Siew ve işbirlikçileri, uzayda çeşitli deneyler için Uluslararası Uzay İstasyonu'na gitmiş olan insanlardan, farelerden ve sıçanlardan alınan biyolojik örneklerin yanı sıra ISS'de karşılaşılanlara benzer radyasyon dozlarına maruz kalan Dünya merkezli deneylerde elde edilen örnekleri inceleyerek uzaya gitmiş canlıların böbreklerinde neler olup bittiğini anlamaya çalıştı. Bu organizmaların idrarı, dışkısı, kanı ve hatta böbrek parçalarını (elbette insanlardan değil) kullanarak araştırmacılar, genel olarak meydana gelen birkaç önemli değişiklik buldular. Öncelikle, uzay yolculuğunda vücudumuzun kalsiyumu ne kadar iyi işleyebildiğini etkileyen böbreklerdeki iki proteinin bir şekilde devre dışı bırakıldığını fark ettiler. İkincisi, böbreklerin aslında filtreleme yaptığı bilinen nefronların belirli bir kısmı olan distal kıvrımlı tüp (DCT) adı verilen böbrek bölümünde bazı önemli değişiklikler fark ettiler. Siew, DCT'nin özellikle "vücudun kalsiyum ve magnezyum dengesini ince ayarlamaktan sorumlu, ancak belki de sodyum ve kan basıncını düzenlemekle en iyi bilinen" olduğunu söylüyor. Dünyadaki tıbbi araştırmalar, DCT'lerin "aslında inanılmaz derecede elastik" olduğunu ve "yapısını haftalar içinde değiştirebileceğini" gösteriyor. Uzayda, DCT kısalıyor gibiydi - bu aynı zamanda Dünya'da sağlıksız organizmalarda gözlemlediğimiz bir fenomen.

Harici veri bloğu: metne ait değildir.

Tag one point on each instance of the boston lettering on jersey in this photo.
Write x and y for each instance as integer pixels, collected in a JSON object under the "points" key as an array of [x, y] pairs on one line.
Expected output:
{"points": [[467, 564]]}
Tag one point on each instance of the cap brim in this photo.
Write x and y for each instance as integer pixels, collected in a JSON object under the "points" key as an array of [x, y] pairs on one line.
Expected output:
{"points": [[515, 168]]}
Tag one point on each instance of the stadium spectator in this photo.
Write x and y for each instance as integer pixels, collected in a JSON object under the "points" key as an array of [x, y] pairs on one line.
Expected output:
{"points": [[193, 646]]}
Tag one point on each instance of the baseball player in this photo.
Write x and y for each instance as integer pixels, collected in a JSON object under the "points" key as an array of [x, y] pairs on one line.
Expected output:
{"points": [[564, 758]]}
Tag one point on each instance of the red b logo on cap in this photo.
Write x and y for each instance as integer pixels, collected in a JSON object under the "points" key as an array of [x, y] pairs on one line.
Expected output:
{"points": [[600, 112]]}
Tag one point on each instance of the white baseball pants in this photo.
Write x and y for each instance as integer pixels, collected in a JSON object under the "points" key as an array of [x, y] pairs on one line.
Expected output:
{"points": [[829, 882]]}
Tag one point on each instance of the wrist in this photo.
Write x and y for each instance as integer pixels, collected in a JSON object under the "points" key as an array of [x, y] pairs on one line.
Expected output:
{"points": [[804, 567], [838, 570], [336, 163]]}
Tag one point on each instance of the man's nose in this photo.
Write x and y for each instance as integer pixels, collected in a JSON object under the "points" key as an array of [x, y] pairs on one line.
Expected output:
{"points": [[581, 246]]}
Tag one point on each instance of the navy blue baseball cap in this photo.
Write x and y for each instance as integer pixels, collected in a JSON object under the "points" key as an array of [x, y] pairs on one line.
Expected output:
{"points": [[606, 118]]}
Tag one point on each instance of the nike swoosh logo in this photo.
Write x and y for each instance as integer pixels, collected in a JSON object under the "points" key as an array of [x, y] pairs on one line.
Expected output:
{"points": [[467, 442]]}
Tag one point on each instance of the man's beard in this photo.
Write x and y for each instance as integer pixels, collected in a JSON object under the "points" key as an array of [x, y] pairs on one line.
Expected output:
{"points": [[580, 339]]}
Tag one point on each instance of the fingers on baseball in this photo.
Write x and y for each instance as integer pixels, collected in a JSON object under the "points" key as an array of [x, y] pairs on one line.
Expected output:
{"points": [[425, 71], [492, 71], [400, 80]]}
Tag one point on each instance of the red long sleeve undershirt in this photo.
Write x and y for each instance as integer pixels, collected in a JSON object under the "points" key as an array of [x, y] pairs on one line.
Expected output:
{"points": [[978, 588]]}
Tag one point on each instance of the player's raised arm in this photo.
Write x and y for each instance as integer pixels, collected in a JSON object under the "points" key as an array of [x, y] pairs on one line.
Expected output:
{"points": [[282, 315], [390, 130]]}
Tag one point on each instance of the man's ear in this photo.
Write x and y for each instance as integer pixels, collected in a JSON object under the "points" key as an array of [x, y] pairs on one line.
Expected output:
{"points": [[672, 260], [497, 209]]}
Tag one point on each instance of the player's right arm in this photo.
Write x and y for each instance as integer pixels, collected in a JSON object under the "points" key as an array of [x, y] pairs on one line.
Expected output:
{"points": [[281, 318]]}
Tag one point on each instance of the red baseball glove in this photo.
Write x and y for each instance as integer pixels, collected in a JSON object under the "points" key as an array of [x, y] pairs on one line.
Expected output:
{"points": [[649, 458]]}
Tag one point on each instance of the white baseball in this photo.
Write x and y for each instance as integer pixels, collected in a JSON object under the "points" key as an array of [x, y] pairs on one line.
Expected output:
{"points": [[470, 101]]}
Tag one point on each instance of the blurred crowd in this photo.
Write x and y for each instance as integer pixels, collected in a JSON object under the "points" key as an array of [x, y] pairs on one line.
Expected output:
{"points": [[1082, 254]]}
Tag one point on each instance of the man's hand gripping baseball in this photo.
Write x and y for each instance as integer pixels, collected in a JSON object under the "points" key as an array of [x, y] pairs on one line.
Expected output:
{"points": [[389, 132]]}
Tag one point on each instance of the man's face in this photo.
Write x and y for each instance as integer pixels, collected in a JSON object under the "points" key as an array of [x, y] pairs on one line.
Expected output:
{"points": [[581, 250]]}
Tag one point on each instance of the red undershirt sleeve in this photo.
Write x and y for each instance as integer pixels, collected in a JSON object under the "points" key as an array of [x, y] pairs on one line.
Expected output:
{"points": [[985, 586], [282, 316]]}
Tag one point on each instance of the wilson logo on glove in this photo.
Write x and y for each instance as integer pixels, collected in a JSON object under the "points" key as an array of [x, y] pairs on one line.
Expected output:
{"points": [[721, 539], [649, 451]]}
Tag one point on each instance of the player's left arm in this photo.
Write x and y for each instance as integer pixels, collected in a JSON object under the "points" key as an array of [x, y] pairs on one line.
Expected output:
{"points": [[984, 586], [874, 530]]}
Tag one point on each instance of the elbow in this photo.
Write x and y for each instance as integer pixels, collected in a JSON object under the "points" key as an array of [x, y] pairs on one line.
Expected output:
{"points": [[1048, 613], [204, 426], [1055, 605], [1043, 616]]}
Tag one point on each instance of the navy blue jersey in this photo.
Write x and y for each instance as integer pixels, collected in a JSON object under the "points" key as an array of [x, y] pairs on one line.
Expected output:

Bir diğer alternatif ise, Dünya'nın bizi kendi gezegenimizde koruyan manyetik alanının taşınabilir bir versiyonunu yaratmaya çalışmaktır. Bu fikir aktif kalkan olarak bilinir. Tıbbi araştırmacılar ayrıca, uzayda böbreklerin maruz kaldığı ekstra strese karşı koymaya yardımcı olabilecek ilaçlar üzerinde de çalışıyorlar. Bu ilaçlar oksidasyonla savaşarak veya hücrelerin içindeki mitokondriye yardım ederek çalışabilir. Görünüşe göre eventual insanlı Mars görevleri, yolculukları için yanlarına alması gereken başka bir can kurtarıcı şey daha olacak.